Le but premier du carnaval de Venise était d’abolir les contraintes sociales habituelles. Le
riche devenait pauvre et vice versa, les personnes qui se connaissaient bénéficiaient du
privilège de ne plus avoir à se saluer grâce à l'incognito procuré par les masques apparus
au XIIIe siècle. Le port du costume permettait une liberté inconnue pendant le reste de l'année,
les individus pouvaient transgresser certaines règles sans se faire reconnaître. Institutionnalisé
et « codifié » à la Renaissance, le carnaval s'ouvre à l'opéra à partir du XVIe siècle et accueille
les princes d'Europe (auparavant le théâtre avec ses prix d'entrée réduits était plus populaire).
C’est à partir du XVIIe siècle, à l'époque baroque, que le mythe du carnaval de Venise s’est
répandu dans toute l'Europe, et c'est l'image du XVIIIe siècle qui nous est la plus familière
grâce aux tableaux de Canaletto, Francesco Guardi, Giandomenico Tiepolo et surtout Pietro
Longhi. Longtemps célébré entre l'Épiphanie et le Carême, il s'étend à cette époque pendant
plusieurs mois de l'année, en hiver, en mai-juin et à l'automne (jusqu'à six mois dans l'année),
sa démesure tentant à cette époque de masquer l'angoisse du déclin commercial et politique de
Venise2.
En 1797, avec l'arrivée des troupes du Directoire dirigées par Napoléon Bonaparte, la
tradition est interrompue pour éviter des troubles au sein de la population, Napoléon ayant
peur de la force révolutionnaire, subversive, et des émeutiers se cachant sous leurs masques.

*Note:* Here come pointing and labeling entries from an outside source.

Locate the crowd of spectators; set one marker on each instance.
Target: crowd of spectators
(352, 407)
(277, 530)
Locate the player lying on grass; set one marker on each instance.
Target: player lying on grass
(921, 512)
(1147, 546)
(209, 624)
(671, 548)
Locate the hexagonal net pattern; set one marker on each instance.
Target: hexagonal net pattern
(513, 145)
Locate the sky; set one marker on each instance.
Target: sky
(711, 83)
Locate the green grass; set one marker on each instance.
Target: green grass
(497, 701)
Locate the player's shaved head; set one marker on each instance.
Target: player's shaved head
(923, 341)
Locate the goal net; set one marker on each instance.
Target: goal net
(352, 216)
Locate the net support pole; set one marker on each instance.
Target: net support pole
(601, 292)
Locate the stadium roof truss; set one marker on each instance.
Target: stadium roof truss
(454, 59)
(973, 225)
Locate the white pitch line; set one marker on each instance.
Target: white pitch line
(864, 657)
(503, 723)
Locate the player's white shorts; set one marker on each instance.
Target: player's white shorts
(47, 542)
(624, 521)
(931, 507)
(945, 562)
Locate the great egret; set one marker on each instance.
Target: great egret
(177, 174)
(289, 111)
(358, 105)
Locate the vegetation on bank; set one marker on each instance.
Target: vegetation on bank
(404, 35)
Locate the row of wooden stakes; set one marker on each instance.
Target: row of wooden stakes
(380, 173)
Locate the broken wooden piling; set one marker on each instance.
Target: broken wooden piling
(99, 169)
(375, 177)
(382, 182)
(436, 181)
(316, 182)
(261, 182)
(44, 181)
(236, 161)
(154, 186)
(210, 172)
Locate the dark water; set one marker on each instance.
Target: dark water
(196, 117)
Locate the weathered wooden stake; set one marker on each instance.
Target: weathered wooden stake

Quelque temps après, les Autrichiens réhabilitent quelque peu la fête, le carnaval
s'embourgeoisant au XIXe siècle qui marque son lent déclin. À partir de cette époque, le
carnaval ne connaît plus le même enthousiasme populaire, et les masques ont presque disparu
jusque dans les années 1970. À cette époque, quelques adolescents renouent avec la tradition
des œufs pourris5, qui avait été interdite en 1268. D'autres étudiants férus de théâtre tentent de
rétablir les mascarades en 1978. Sous l'initiative d'associations de citoyens, de la municipalité
de Venise, de La Fenice et de la biennale de Venise en 1979, il est décidé de relancer avec
faste le carnaval2.
Depuis sa réintroduction officielle en 1980, le carnaval de Venise est devenu un événement
touristique important et spectaculaire, des dizaines de milliers de visiteurs venant y participer
en raison de l'atmosphère de la ville et des masques. Les jeux au détriment des animaux
n’existent plus mais les attractions médiévales du carnaval (jongleurs, acrobates, musiciens,
danseurs) subsistent et les spectacles ont traditionnellement lieu sur les places de Venise, en
particulier sur la Piazza San Marco. Le carnaval actuel comprend le défilé inaugural des plus
beaux costumes, le lâcher des ballons, la parade nautique, l’Envol de l’ange, la Procession des
Maries. Il est marqué par ses spectacles publics dans les rues; des manifestations payantes
dans les hôtels, palais et restaurants et ses divertissements privés (soupers fins, bals, concerts
baroques) dans les palais. Il se tient traditionnellement les dix jours précédant le mercredi des
Cendres6.
Cependant l’enjeu économique est devenu tel qu'il peut ternir le caractère spontané de cette
fête. Le costume traditionnel de la bauta est plutôt remplacé par ceux de Pierrot et
de Colombine, le spectacle publicitaire envahit les rues, au point de faire dire à Philippe
Sollers : « Rien de plus faux, parodique et grimaçant que le carnaval moderne. C’est un truc
d’écran pour couturiers et sponsors divers. Du bruit, de la laideur, de l’outrance, des masques
empilés sur des masques, des contorsions pour la caméra »7.